Soudain, un cliquetis métallique résonna derrière lui, suivi d’un sifflement court. La cheveuleuse s’arrêta net, les mains aux longs doigts griffus tendus vers le jeune homme. Elle s’effondra lentement en arrière, les plumes d’un gros vireton de fer lui sortant de la poitrine.

Le tisserand avait visé juste. Il rechargea son arbalète en grognant.

Autour du corps clair de la cheveuleuse, l’eau se colora de rouge. Souriceau restait les yeux fixés sur la carnassière abattue. Le visage de cette dernière avait retrouvé la douceur de celui d’une jeune femme en fleur. Étendue, elle semblait dormir, nue et belle.
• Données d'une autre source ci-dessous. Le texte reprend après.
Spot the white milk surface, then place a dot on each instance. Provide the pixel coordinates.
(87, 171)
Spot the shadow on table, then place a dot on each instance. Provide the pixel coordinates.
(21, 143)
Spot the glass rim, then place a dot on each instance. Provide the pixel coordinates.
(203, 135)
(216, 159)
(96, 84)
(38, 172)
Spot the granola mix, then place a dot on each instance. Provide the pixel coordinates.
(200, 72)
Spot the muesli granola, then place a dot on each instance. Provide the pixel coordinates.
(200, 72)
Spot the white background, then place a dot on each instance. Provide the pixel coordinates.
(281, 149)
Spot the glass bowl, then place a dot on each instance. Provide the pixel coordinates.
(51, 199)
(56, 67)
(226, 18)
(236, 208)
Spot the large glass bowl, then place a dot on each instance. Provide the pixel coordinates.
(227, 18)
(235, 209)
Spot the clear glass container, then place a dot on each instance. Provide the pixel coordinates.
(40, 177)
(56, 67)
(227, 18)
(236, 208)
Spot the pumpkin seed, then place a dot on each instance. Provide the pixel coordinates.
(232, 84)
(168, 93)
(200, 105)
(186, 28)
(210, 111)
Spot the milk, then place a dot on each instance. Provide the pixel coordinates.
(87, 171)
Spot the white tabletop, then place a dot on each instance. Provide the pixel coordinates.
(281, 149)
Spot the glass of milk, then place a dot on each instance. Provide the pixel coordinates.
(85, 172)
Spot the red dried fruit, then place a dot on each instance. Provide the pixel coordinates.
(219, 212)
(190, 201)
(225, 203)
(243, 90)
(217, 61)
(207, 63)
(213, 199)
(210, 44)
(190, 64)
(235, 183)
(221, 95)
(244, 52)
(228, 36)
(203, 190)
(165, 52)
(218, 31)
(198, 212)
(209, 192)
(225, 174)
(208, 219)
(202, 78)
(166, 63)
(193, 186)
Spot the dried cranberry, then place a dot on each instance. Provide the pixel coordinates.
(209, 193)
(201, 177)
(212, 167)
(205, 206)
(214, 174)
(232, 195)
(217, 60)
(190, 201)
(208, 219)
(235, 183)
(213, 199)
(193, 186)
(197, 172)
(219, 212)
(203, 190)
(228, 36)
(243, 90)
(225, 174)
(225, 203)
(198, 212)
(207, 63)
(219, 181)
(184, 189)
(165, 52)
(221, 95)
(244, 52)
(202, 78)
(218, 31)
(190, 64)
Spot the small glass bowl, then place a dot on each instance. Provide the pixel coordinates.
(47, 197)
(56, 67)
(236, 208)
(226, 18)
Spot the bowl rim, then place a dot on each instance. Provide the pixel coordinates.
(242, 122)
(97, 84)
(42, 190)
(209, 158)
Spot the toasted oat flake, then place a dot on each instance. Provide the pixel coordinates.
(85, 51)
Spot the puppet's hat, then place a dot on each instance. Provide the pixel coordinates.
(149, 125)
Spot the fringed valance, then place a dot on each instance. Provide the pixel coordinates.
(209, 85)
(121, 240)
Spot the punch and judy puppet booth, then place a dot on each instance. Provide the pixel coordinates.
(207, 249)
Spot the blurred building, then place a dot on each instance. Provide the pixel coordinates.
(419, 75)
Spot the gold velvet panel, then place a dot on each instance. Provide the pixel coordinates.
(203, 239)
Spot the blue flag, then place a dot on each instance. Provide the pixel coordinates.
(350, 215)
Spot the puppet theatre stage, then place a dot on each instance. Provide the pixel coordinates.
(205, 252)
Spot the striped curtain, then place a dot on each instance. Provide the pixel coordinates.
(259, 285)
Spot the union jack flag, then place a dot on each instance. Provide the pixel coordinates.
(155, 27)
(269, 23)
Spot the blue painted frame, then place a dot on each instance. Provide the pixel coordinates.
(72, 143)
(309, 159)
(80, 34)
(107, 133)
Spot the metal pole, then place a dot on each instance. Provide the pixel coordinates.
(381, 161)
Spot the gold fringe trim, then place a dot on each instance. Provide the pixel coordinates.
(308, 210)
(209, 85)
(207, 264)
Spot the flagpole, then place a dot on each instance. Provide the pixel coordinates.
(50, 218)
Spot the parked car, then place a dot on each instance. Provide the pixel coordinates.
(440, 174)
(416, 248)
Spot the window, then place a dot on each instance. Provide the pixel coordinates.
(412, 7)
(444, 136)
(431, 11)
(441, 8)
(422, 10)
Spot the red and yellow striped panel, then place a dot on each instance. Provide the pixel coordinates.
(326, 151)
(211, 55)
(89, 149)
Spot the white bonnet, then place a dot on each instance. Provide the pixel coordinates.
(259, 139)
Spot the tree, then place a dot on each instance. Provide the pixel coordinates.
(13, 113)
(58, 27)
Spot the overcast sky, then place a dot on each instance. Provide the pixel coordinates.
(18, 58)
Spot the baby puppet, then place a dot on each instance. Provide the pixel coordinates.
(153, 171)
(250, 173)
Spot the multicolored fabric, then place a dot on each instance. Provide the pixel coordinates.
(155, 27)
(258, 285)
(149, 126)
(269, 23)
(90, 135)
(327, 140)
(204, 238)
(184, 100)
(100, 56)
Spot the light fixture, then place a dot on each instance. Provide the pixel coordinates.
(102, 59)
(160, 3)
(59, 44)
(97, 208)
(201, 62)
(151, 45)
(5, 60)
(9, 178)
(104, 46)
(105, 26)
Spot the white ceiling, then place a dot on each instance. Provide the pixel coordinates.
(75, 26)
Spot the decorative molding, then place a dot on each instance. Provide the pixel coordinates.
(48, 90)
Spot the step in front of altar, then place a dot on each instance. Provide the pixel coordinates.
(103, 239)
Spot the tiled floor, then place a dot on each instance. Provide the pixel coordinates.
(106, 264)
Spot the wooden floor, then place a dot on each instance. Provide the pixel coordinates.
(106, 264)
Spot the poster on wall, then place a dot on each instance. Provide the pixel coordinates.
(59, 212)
La voix de Tulipeau lui parvint de derrière, comme de très loin.

« Vient la partie la moins mignonne. Chaque fois, je me dis que je comprends, je comprends pourquoi il n’y a pas de femme dans la traque à la cheveuleuse… »

La Tulipe s’avança, un long poignard à la main. Il se pencha sur le cadavre de la jeune femme et lui passa délicatement la lame sur le haut du front, à la limite entre la peau et le cuir chevelu. Le sang coula et Souriceau détourna les yeux. Il ne voulait pas que l’on abîme sa beauté mais il n’osait rien dire, penaud. Au moins, sans un dernier regard elle resterait belle pour lui, intacte.

Quelques minutes plus tard, Tulipeau se redressait et fourrait quelque chose dans son sac.

« Voilà de quoi tresser de bonnes cordes  ! Épaisses et bien solides  ! Avec cela ton père pourra fixer sa corderaie pour la prochaine décennie, je te le dis  ! Son palais ne bougera pas, harnaché au flanc de la montagne : le crin de cheveuleuse est bien le plus solide qui soit  ! »

Après cette tirade, l’animaliste s’éloigna du corps sans vie de la jeune femme. De son sac dépassait une longue mèche de cheveux noirs.